I have one son and three daughters. I love them all dearly. But I DO believe boys and girls are different for more than just biological reasons. So when I saw this list that a friend posted on Facebook about sons, I thought it would be appropriate for all suburban dads. Enjoy.
I laughed hard at #2 & #3. I should heed #26 more often. And I love #s 11, 12, 16 & 29. Which are your favorite two or three?
30 Rules for My Son (Unknown Author)
- Never shake anyone’s hand sitting down.
- There are plenty of ways to enter a pool. The stairs ain’t one.
- At a cookout, the man at the grill is the closest thing we have to a king.
- In a negotiation, never make or accept the first offer.
- Act like you’ve been there before. Especially in the end zone.

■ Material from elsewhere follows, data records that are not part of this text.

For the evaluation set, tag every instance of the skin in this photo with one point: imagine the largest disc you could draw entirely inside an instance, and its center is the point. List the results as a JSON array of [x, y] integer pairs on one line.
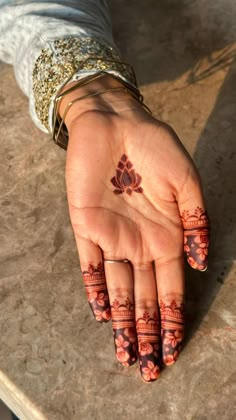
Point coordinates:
[[142, 226]]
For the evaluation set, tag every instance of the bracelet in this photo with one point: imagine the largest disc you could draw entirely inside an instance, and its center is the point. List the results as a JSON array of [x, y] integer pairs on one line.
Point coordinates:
[[60, 133]]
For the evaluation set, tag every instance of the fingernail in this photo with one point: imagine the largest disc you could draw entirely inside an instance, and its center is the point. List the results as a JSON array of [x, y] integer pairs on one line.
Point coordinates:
[[125, 346]]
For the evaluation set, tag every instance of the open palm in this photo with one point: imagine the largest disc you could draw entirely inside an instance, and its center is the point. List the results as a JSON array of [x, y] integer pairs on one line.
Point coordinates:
[[132, 188]]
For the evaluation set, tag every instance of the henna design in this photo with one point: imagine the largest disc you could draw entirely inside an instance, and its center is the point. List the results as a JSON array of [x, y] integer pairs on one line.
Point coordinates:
[[147, 328], [96, 290], [172, 330], [124, 332], [126, 179], [196, 237]]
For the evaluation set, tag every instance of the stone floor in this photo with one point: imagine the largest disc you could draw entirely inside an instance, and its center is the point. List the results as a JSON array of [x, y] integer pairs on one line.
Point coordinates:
[[55, 361]]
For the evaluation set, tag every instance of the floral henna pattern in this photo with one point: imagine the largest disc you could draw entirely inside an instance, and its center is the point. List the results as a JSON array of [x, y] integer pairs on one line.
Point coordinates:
[[124, 332], [147, 328], [126, 179], [172, 330], [196, 237], [96, 290]]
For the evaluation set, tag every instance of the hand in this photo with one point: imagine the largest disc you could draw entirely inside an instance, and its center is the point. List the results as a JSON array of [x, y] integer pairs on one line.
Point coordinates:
[[132, 188]]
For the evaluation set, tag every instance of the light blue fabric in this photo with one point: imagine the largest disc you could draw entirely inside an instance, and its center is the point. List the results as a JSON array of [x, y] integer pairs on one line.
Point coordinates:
[[26, 27]]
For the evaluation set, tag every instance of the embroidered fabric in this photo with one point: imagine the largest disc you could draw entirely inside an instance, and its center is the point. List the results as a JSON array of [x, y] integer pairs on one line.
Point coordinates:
[[45, 41]]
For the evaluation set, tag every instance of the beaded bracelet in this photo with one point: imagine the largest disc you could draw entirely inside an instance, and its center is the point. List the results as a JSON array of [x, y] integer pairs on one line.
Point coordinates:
[[60, 133]]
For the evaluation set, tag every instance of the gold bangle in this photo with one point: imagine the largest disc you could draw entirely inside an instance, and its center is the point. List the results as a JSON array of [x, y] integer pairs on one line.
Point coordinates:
[[60, 134]]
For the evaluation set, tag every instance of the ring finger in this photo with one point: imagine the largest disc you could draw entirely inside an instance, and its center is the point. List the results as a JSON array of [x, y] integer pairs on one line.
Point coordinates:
[[120, 289]]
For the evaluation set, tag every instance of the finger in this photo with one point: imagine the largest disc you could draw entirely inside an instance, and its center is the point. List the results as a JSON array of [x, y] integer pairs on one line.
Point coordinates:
[[147, 322], [120, 288], [91, 263], [196, 225], [170, 286]]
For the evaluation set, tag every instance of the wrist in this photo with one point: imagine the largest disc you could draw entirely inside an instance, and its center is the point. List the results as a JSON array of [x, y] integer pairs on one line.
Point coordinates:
[[110, 101]]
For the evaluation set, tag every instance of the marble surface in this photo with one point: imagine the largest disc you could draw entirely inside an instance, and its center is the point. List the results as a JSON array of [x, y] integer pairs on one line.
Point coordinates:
[[56, 362]]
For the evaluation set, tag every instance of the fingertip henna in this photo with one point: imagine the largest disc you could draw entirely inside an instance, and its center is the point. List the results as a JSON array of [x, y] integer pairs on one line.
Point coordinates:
[[125, 339], [147, 328], [126, 179], [196, 237], [96, 290], [172, 330]]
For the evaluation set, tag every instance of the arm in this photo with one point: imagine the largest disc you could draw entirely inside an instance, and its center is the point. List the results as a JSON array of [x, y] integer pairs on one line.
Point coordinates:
[[134, 194]]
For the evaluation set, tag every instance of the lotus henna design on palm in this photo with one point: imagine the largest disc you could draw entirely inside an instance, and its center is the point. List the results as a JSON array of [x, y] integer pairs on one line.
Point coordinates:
[[126, 179]]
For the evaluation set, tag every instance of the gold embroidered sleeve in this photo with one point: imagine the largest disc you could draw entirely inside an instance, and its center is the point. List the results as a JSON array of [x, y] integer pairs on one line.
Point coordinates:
[[59, 62]]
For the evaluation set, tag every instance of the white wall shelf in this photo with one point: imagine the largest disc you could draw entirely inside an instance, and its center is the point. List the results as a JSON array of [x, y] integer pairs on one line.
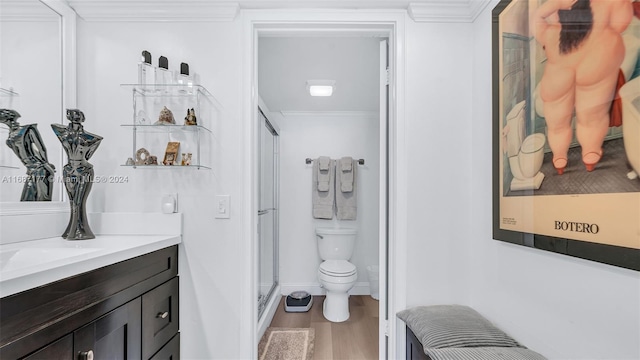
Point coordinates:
[[149, 100]]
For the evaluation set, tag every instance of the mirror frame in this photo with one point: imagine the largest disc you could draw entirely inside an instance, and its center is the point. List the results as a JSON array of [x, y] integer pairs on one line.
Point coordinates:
[[68, 19]]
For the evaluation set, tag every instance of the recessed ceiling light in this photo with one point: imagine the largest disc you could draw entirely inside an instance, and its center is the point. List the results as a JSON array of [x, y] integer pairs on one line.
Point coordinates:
[[320, 87]]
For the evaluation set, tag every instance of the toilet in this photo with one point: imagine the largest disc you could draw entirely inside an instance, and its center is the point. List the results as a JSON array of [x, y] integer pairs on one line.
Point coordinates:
[[336, 274], [525, 154]]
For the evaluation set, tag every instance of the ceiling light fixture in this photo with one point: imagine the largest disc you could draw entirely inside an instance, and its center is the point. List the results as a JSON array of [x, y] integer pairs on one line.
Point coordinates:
[[320, 87]]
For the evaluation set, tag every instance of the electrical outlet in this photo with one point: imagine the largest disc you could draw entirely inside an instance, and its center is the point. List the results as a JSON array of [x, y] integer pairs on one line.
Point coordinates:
[[223, 206], [170, 203]]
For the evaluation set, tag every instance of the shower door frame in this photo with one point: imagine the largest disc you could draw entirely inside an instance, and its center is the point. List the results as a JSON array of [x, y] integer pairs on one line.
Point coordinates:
[[276, 203], [393, 250]]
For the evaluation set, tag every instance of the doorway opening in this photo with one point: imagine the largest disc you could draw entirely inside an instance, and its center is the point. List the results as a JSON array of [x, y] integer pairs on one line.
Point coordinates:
[[306, 123]]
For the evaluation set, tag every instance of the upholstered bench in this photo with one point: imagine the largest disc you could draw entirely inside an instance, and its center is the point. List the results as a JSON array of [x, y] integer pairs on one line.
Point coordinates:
[[455, 332]]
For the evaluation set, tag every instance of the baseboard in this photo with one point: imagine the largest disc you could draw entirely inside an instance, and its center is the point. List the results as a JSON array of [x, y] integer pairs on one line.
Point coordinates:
[[360, 288]]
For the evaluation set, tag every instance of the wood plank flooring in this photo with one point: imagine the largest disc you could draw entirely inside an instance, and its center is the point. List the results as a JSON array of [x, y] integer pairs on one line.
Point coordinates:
[[356, 338]]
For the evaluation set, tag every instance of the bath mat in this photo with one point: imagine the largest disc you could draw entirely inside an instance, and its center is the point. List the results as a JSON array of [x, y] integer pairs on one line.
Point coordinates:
[[287, 343]]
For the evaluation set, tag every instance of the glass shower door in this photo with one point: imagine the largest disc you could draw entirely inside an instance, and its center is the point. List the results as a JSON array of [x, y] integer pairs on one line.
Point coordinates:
[[267, 213]]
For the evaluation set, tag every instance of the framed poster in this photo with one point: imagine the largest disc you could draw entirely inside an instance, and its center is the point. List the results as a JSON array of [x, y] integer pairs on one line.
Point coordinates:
[[566, 127]]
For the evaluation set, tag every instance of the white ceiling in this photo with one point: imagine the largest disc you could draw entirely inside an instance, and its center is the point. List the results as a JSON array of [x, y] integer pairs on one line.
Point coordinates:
[[286, 63]]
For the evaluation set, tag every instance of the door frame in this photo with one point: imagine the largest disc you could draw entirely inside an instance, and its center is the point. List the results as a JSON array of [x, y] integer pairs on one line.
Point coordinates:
[[329, 22]]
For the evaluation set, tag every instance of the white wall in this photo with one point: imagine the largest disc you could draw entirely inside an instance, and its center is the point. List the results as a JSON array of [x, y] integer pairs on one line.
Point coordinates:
[[37, 80], [438, 144], [560, 306], [211, 319], [335, 135]]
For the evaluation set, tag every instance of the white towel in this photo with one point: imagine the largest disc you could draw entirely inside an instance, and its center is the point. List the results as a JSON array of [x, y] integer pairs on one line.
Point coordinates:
[[322, 201], [347, 202], [346, 174], [324, 172]]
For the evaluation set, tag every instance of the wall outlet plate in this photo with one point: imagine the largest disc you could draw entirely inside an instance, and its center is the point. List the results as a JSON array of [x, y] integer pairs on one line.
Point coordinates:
[[223, 206], [169, 203]]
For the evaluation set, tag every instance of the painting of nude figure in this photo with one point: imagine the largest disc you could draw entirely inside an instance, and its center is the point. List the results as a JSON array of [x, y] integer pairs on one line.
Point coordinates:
[[566, 127]]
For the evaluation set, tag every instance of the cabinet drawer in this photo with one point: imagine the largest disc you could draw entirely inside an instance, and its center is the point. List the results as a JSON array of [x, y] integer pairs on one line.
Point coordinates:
[[60, 349], [115, 335], [160, 320], [171, 351]]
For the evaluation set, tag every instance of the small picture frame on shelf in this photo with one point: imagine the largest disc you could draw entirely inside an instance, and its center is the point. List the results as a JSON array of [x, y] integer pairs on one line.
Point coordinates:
[[171, 154]]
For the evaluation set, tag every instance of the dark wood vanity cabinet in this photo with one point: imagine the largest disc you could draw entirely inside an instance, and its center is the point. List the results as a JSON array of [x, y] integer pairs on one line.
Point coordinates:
[[128, 310]]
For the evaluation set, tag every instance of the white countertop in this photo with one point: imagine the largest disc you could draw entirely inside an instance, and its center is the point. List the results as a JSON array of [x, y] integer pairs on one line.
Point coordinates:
[[29, 264]]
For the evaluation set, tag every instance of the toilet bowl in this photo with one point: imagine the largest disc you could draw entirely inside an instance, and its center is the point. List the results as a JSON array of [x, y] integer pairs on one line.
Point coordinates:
[[525, 154], [336, 274], [630, 95]]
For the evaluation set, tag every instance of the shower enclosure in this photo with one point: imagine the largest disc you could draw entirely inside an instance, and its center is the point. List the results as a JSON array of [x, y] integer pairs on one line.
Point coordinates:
[[268, 212]]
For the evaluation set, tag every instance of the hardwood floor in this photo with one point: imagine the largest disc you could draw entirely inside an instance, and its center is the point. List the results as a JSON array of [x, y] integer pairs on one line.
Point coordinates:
[[356, 338]]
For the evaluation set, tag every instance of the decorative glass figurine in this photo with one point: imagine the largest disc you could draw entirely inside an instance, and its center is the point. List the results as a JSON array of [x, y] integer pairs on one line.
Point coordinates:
[[78, 172]]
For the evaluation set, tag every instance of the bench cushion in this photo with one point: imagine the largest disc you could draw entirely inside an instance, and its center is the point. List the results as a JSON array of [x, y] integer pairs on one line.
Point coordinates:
[[453, 326], [484, 353]]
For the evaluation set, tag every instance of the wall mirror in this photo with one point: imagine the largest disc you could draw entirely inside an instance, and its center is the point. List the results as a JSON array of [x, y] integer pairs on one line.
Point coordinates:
[[37, 79]]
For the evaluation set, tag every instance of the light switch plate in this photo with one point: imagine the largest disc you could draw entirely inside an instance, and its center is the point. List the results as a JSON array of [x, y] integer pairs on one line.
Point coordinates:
[[223, 206]]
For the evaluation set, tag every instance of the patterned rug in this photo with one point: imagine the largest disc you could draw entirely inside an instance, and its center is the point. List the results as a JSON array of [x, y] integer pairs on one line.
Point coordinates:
[[286, 343]]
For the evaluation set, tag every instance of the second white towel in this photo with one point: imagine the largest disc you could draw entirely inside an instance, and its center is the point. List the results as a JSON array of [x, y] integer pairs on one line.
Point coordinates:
[[346, 189]]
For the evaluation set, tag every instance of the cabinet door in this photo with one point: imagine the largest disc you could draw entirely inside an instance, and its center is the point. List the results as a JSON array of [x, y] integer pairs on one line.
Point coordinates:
[[159, 317], [60, 349], [171, 351], [116, 335]]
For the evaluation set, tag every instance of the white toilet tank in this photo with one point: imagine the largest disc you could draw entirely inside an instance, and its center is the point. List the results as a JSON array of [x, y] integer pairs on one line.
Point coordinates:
[[336, 244]]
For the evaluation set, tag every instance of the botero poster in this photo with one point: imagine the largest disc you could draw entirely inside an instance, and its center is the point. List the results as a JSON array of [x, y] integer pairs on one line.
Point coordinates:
[[566, 131]]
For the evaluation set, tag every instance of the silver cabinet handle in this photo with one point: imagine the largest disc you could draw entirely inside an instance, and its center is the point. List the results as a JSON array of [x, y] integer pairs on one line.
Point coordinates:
[[85, 355], [162, 315]]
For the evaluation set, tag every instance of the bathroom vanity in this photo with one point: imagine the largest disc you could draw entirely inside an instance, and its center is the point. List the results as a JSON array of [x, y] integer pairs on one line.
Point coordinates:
[[113, 297]]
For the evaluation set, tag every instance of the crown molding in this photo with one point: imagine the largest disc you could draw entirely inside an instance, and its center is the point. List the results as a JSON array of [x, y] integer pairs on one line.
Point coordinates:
[[155, 10], [207, 10], [24, 11], [446, 10]]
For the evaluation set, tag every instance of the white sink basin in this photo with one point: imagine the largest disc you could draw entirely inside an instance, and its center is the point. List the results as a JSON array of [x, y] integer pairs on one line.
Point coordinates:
[[14, 259]]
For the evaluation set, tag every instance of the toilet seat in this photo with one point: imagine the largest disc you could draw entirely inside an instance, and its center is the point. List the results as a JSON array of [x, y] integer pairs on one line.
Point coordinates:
[[337, 268]]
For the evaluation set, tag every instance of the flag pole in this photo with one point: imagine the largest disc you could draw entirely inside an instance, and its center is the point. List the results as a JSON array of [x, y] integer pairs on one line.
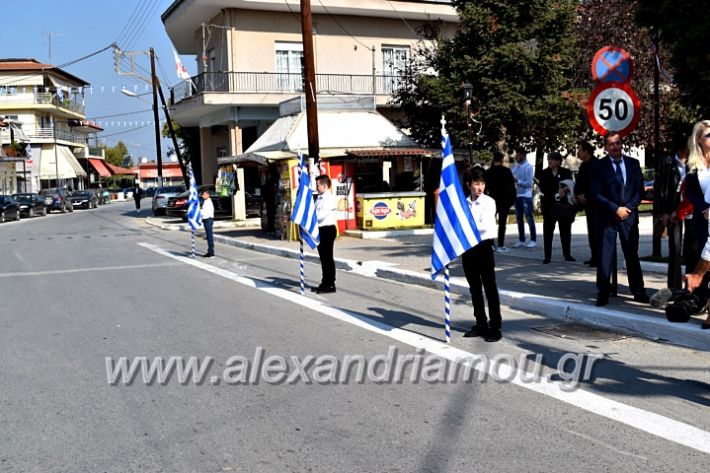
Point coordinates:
[[303, 281], [447, 307]]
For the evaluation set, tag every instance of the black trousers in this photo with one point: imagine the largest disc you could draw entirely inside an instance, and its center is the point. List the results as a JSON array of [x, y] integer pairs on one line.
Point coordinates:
[[629, 238], [503, 212], [549, 221], [592, 234], [325, 251], [479, 267]]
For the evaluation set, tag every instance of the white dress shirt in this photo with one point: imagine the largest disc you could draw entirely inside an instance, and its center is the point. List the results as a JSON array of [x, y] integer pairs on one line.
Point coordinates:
[[207, 209], [483, 210], [327, 209]]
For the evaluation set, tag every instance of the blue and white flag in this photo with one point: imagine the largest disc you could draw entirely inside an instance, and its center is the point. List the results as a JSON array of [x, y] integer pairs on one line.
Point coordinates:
[[455, 230], [194, 215], [304, 209]]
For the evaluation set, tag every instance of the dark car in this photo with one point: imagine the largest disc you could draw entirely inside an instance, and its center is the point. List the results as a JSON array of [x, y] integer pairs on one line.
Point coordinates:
[[9, 209], [177, 205], [162, 195], [31, 204], [84, 199], [60, 200]]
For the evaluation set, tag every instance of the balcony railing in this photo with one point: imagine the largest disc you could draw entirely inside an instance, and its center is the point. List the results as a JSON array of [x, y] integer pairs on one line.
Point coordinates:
[[41, 98], [278, 83], [49, 134]]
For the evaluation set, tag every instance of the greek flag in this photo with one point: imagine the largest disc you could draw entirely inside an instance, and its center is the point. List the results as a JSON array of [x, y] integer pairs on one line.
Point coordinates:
[[454, 228], [304, 209], [194, 216]]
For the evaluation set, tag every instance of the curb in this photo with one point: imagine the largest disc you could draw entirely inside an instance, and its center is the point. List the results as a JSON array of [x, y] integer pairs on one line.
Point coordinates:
[[687, 335]]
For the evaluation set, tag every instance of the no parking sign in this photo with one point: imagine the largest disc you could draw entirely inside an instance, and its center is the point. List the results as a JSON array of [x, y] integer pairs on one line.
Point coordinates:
[[613, 106]]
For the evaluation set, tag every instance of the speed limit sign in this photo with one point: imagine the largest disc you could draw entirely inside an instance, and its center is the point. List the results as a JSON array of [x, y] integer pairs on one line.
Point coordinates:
[[613, 107]]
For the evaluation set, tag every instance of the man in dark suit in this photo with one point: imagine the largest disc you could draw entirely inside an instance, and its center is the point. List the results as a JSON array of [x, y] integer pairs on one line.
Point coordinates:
[[617, 188]]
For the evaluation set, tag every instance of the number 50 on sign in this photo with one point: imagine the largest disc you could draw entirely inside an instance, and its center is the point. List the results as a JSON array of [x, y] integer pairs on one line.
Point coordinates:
[[613, 107]]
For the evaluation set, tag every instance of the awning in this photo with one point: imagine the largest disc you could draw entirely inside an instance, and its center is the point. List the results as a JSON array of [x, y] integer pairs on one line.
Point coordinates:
[[339, 131], [99, 167], [152, 172], [53, 164], [118, 170], [71, 159]]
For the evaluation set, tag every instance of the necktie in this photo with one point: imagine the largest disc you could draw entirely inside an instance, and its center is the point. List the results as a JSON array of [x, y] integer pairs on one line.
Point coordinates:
[[620, 178], [619, 174]]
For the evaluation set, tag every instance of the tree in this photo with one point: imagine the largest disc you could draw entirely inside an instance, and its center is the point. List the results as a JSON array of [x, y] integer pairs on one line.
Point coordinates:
[[518, 56], [115, 154], [683, 30]]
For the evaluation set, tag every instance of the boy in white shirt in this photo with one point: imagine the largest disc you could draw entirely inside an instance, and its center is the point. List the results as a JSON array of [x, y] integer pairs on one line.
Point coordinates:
[[479, 261], [327, 213]]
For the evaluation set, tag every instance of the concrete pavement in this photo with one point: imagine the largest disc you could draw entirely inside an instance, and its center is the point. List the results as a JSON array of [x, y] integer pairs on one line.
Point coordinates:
[[560, 290]]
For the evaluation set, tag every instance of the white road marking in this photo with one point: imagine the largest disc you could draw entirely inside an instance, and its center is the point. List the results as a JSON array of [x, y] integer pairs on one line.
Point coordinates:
[[654, 424], [85, 270]]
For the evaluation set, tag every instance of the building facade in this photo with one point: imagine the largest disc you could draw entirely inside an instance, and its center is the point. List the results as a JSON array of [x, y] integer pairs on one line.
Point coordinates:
[[48, 103], [250, 58]]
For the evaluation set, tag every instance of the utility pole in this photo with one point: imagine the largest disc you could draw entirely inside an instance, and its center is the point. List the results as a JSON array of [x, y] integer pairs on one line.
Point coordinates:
[[156, 118], [310, 81], [49, 38]]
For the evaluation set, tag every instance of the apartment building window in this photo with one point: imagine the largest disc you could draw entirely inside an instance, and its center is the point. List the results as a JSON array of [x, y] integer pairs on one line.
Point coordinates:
[[289, 66], [394, 62]]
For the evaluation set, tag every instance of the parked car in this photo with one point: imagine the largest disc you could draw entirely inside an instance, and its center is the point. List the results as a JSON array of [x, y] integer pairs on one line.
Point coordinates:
[[9, 209], [177, 205], [162, 194], [31, 204], [86, 199], [60, 199]]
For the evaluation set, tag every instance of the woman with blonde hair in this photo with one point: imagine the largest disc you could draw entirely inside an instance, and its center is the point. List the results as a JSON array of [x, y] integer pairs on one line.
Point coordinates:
[[698, 193]]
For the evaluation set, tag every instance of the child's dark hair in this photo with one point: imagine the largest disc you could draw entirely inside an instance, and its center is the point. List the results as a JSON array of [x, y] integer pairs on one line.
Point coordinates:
[[474, 174], [323, 179]]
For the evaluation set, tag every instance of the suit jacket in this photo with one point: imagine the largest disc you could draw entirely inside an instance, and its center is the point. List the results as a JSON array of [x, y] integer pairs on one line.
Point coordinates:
[[549, 186], [609, 194]]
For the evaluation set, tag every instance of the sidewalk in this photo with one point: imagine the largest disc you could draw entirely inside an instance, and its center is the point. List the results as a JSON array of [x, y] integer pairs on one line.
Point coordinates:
[[559, 290]]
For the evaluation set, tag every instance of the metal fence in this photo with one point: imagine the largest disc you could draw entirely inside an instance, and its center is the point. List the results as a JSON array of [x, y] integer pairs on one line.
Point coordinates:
[[278, 83]]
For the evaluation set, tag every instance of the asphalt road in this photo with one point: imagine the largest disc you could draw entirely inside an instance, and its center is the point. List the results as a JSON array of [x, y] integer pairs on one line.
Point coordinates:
[[80, 292]]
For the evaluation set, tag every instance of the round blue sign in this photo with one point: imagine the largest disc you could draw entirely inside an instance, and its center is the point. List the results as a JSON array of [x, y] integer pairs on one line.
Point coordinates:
[[612, 64]]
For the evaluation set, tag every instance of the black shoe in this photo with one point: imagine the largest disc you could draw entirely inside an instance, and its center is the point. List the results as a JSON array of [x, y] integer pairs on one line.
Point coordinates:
[[476, 331], [493, 335], [602, 300]]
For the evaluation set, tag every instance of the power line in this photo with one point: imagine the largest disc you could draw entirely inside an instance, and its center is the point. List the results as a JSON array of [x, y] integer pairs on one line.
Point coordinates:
[[10, 80], [120, 114], [341, 26]]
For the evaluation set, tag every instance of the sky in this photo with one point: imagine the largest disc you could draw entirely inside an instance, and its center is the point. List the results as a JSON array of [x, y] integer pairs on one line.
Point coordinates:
[[82, 27]]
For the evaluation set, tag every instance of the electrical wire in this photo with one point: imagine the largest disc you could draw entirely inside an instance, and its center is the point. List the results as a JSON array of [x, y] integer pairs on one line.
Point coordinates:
[[342, 27]]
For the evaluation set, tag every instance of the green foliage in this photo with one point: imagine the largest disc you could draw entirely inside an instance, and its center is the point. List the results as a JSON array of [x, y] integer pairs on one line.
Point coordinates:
[[518, 56], [115, 154]]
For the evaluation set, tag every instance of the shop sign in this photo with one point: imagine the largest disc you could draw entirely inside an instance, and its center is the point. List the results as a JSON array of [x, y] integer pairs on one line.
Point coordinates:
[[380, 210]]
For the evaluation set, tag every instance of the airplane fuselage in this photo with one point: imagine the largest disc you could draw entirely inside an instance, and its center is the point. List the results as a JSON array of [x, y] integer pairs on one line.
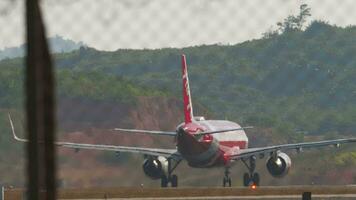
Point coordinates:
[[213, 149]]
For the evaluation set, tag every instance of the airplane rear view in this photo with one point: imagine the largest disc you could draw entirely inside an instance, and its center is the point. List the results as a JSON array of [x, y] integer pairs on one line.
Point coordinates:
[[205, 144]]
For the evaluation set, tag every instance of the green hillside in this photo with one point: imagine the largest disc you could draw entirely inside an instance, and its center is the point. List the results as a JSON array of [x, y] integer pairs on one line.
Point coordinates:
[[289, 85], [295, 82]]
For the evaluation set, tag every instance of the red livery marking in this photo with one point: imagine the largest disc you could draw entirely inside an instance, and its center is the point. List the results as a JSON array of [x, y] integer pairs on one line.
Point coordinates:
[[188, 111], [240, 144]]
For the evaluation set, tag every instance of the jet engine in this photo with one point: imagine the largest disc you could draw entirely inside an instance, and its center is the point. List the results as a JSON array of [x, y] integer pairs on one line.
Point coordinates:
[[279, 165], [155, 167]]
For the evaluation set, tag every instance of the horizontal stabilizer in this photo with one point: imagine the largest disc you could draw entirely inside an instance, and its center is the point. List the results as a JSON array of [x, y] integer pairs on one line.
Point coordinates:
[[223, 131], [168, 133]]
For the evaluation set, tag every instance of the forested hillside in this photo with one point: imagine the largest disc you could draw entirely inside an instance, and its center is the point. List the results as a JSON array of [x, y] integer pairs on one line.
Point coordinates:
[[295, 82], [292, 86]]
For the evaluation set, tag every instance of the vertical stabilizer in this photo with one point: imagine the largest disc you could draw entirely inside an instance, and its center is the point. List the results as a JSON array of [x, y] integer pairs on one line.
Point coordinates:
[[188, 108]]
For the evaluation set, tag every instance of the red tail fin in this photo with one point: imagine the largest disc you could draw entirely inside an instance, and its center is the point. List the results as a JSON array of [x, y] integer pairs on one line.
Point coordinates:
[[188, 108]]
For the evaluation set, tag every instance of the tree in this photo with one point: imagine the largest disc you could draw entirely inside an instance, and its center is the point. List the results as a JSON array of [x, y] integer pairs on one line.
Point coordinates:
[[295, 23]]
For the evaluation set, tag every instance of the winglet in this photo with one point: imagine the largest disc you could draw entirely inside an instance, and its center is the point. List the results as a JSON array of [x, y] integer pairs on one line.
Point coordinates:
[[188, 107], [13, 131]]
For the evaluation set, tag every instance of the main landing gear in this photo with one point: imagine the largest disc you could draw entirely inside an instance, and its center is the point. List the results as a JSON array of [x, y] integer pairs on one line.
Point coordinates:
[[169, 178], [251, 178]]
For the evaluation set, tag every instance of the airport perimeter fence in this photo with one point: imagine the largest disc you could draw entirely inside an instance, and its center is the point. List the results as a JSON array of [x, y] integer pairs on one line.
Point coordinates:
[[219, 35]]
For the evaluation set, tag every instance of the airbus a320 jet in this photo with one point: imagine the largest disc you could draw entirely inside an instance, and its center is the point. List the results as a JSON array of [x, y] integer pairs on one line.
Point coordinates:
[[205, 144]]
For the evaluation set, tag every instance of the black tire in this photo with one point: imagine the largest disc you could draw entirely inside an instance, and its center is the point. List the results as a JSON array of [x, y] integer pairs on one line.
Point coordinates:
[[174, 181], [247, 179], [256, 179], [164, 181]]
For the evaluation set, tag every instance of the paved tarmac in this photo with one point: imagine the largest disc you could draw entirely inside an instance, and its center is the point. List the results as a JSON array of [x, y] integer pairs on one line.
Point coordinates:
[[266, 193]]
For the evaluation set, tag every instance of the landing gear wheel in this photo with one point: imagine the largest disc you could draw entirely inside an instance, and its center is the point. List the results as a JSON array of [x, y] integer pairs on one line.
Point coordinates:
[[251, 178], [246, 179], [256, 179], [227, 179], [164, 181], [227, 182], [174, 181]]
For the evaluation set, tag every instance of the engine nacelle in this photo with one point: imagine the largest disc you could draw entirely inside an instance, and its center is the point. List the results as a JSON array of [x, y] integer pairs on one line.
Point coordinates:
[[155, 167], [279, 166]]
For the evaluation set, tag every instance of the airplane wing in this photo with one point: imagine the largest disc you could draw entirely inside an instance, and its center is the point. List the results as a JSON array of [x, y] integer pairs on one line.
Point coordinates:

- Request the late check-out.
- When entrusted with a secret, keep it.
- Hold your heroes to a higher standard.
- Return a borrowed car with a full tank of gas.
- Don’t fill up on bread.
- When shaking hands, grip firmly and look them in the eye.
- Don’t let a wishbone grow where a backbone should be.
- If you need music on the beach, you’re missing the point.
- Carry two handkerchiefs. The one in your back pocket is for you. The one in your breast pocket is for her.
- You marry the girl, you marry her whole family.
- Be like a duck. Remain calm on the surface and paddle like crazy underneath.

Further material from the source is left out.